Zur Stärkung der Moral veröffentlicht Stars and Stripes jeden Tag aufmunternde Grüße und Leserbriefe von den Daheimgebliebenen. Wie die Nachricht von „Mom Whittle“ aus Ohio: „Ich bin sehr stolz auf jeden Einzelnen von euch. Wir beten für euch. Gott segne Amerika.“ Hopie Ragan schreibt ihrem Matt, der irgendwo in der Wüste campiert: „Hi Baby, ich kann es gar nicht abwarten, dich zu heiraten. Du bist die Liebe meines Lebens.“ Da macht doch das Abwehrfeuer der irakischen Truppen oder der drohende Häuserkampf in Bagdad gleich doppelt Spaß.

Stars and Stripes beschäftigt in der Zentrale in Washington D.C. rund 20 Redakteure und greift weltweit auf ein festes Korrespondentennetz in Japan, Korea, Italien, Deutschland, Spanien, Bosnien, Mazedonien und Großbritannien zurück. Die europäische Ausgabe (Pacific and European Edition) wird in Griesheim bei Darmstadt hergestellt. Von dort fliegen Militärmaschinen seit Anfang März mehrere tausend Exemplare täglich nach Kuwait. Seit die Offensive „Shock and Awe“ läuft, produzieren die Reporter vor Ort zusätzlich eine achtseitige Sonderausgabe. Dank moderner Satellitentechnik können die Beiträge zu den Truppenstützpunkten übertragen und dort ausgedruckt werden.

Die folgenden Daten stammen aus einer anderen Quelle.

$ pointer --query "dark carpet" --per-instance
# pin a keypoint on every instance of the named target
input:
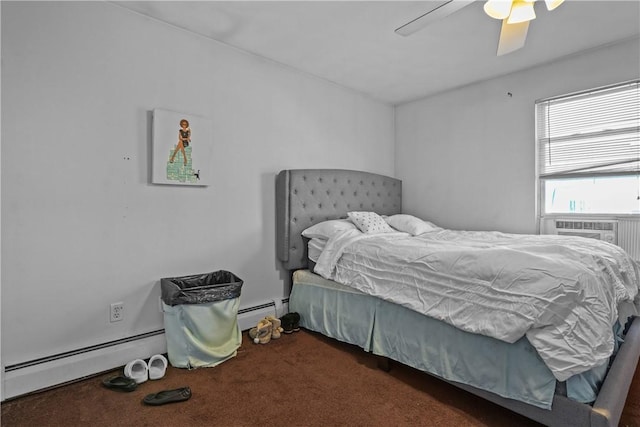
(302, 379)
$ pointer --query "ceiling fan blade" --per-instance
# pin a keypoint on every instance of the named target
(512, 37)
(440, 11)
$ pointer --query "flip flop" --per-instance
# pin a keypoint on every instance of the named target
(137, 370)
(120, 383)
(168, 396)
(157, 367)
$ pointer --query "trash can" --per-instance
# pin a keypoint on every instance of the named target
(201, 318)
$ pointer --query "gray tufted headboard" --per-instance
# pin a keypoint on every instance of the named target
(307, 196)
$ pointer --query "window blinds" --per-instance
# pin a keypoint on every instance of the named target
(590, 133)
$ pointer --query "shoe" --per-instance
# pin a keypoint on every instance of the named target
(296, 321)
(137, 370)
(290, 322)
(157, 367)
(261, 334)
(168, 396)
(276, 327)
(120, 383)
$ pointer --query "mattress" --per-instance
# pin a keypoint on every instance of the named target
(513, 371)
(563, 293)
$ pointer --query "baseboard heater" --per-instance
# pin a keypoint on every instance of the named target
(70, 366)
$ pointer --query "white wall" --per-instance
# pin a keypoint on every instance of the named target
(82, 226)
(466, 157)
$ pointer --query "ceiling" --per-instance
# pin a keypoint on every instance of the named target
(353, 43)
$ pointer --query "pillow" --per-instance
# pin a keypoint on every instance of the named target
(314, 248)
(326, 229)
(370, 222)
(410, 224)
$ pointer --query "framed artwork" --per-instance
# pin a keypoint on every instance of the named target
(182, 149)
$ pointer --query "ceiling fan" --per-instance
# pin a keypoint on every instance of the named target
(515, 16)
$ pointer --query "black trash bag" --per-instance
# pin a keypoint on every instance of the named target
(200, 288)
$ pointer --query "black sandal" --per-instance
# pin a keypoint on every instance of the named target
(168, 396)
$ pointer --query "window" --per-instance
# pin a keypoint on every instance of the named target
(588, 151)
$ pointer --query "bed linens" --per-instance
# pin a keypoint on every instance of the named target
(561, 292)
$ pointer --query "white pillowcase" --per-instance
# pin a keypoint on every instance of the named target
(326, 229)
(370, 222)
(315, 248)
(410, 224)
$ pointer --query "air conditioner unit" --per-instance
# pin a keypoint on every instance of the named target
(606, 230)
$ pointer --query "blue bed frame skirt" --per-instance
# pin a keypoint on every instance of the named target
(513, 371)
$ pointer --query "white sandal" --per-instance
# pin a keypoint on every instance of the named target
(137, 370)
(157, 367)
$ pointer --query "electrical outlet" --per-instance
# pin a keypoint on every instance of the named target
(117, 311)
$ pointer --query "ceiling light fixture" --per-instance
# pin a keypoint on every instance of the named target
(516, 11)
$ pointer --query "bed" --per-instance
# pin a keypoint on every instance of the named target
(511, 374)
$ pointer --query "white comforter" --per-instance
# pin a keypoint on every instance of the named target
(564, 293)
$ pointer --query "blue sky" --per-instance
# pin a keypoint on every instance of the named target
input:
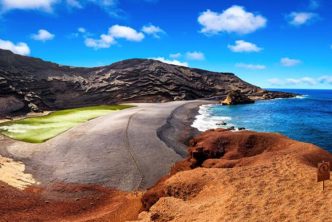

Während viele andere kommerzielle Medien in den Vereinigten Staaten mit Einbußen durch den Krieg und den damit verbundenen Werbeausfällen rechnen, profitierte Stars and Stripes bisher immer von den militärischen Konflikten Amerikas. Als die Operation „Desert Shield“ im Golfkrieg 1991 anlief, verdoppelte sich die Nachfrage innerhalb weniger Tage. Auch dieses Mal rechnet die PR-Zentrale in Washington, die sich um alle Pressefragen kümmert, mit einem Auflagen-Boom. Die europäisch-pazifische Ausgabe, zuletzt auf 60.000 Exemplare gerutscht, könnte sich wieder an die 100.000 heranschrauben. Die zusätzlichen Druck- und Transportkosten liegen voraussichtlich bei mehreren Millionen US-Dollar, schätzt Pressesprecherin Roxanne Cooper. Finanziert wird Stars and Stripes (Verkaufspreis: 50 Cent) zu zwei Dritteln aus Anzeigen- und Vertriebserlösen. Ein Drittel kommt aus staatlichen Kassen. Die Abhängigkeit von den Subventionen und die Nähe zum Pentagon, das die Inhalte der Militärzeitung in eigener Sache autorisiert, provoziert immer wieder Kritik an ihrer Objektivität. Pressesprecherin Cooper betont zwar, dass Stars and Stripes nicht unreflektiert Regierungs-PR übernehme und der freie Informationsfluss wie bei jedem anderen kommerziellen Medium durch eine so genannte „Department of Defense Directive“ gewährleistet sei. Trotzdem dürfen die Redakteure politische Ereignisse und Regierungsentscheidungen nicht kommentieren. Genau darauf kommt es aber bei einem Propagandakrieg an.

Stattdessen übernimmt Stars and Stripes auf der Meinungsseite konservative Essays aus amerikanischen Tageszeitungen und – überlässt die Glaubwürdigkeit den anderen.